Il s'agit donc à la fois d'un signe divin et d'une déviation vis à vis de la norme, car le monstre se définit toujours par sa dissemblance : les races présentées dans la bordure de la carte du psautier sont autant de formes de corps divergeant de celui qui constitue le prototype de l'Homme en même temps que son renouvellement par l'Incarnation, c'est-à-dire le Christ. Les monstres représentés sont tous humanoïdes : cannibales (monstrueux par leurs mœurs plus que par leur forme), hybrides, dotés de membres supplémentaires ou surdimensionnés… Ce panel correspond à l’idée, commune pendant le Moyen Âge central, de races sensées habiter les confins du monde, et à propos desquelles certains théologiens comme Augustin d'Hippone ou Amboise de Milan (De Cain et Abel, Patrologie latine 14, 317) s'interrogent depuis la fin de l'Antiquité : sont-ils descendants d'Adam ? Quelle est leur place au sein d'un monde régi par la loi divine ?
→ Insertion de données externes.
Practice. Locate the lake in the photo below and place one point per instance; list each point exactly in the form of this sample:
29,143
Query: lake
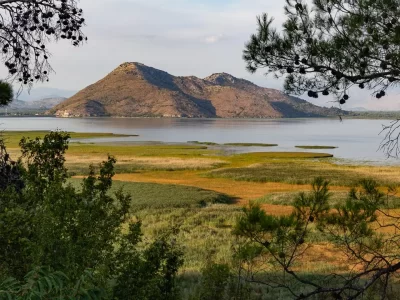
358,140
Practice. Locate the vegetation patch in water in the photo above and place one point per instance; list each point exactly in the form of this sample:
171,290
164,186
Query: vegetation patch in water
316,147
251,145
203,143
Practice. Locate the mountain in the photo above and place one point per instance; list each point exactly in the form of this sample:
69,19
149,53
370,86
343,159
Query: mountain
43,93
136,90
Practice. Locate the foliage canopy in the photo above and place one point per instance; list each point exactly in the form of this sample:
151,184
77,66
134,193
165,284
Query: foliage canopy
329,46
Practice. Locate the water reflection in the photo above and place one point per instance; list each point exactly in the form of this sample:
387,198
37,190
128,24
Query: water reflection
357,139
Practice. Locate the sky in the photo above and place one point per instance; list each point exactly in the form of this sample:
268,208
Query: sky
182,37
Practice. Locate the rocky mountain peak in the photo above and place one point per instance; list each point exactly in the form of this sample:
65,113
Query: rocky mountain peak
134,89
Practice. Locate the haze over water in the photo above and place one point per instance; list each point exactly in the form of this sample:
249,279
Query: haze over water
358,140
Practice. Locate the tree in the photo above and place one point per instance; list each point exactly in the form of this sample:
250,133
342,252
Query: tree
27,26
47,222
331,46
363,230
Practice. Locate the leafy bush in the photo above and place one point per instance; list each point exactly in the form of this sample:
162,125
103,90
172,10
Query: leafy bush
46,222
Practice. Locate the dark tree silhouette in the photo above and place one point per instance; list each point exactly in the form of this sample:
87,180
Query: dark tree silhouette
362,229
329,46
27,26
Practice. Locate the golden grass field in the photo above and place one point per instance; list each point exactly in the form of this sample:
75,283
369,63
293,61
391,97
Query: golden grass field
173,173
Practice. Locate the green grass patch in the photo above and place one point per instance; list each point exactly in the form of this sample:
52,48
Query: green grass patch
142,150
203,143
160,196
251,145
337,197
316,147
295,172
12,138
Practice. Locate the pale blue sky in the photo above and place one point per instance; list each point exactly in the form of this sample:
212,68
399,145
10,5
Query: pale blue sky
182,37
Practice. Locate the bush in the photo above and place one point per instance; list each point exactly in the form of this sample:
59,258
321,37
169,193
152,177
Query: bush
46,222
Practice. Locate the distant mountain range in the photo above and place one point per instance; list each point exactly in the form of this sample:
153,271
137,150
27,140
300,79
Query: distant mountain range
38,106
136,90
40,93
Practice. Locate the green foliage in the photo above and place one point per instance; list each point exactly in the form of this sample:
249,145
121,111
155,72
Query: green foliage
43,284
6,93
151,276
251,145
215,279
329,46
50,223
351,225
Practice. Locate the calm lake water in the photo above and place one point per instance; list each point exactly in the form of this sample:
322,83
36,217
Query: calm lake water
358,140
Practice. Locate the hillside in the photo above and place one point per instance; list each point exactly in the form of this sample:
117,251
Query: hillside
136,90
31,107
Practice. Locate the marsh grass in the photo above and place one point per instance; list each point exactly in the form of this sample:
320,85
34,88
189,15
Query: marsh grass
203,143
316,147
158,196
141,150
12,138
304,171
251,145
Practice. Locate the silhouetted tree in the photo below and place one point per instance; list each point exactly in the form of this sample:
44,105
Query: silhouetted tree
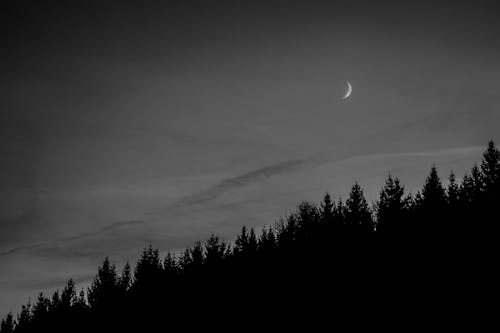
326,211
490,168
390,207
104,288
7,325
358,214
215,251
23,321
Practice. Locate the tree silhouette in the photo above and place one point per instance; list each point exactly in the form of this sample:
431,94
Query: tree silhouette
7,324
104,288
390,207
358,214
490,168
330,251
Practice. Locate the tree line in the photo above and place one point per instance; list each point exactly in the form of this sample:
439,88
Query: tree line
347,249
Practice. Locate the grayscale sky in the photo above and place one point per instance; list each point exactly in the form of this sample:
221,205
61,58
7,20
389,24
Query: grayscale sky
123,125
Cette déviation vis à vis du modèle ne les exclut pourtant pas de la Création. Le monstre s'y inscrit pleinement, témoignant à la fois de sa diversité et d'une hiérarchisation (ici exprimée spatialement) entre le semblable et le dissemblable, mais aussi d'un lien particulier que le monstrueux (souvent associé à la merveille et au prodige) entretient avec le sacré en tant qu'élément distinctif, qui attire l'attention et porte un message. De fait, puisque le centre du monde est Jérusalem, entourée des terres connues et habitées par l'Homme, les races monstrueuses dépeintes sur la carte sont repoussées dans ses extrémités, dans les marges.

Quant aux monstres hybrides animaliers qui se situent sous la mappemonde, ils sont eux aussi à leur juste place dans l’ordre divin dominé par le Christ en majesté. Leurs corps, qui s'affrontent en deux figures complémentaires par leurs caractéristiques, sont assignés à un espace visuel précisément cadré et y remplissent la fonction de supporter la pesanteur du monde.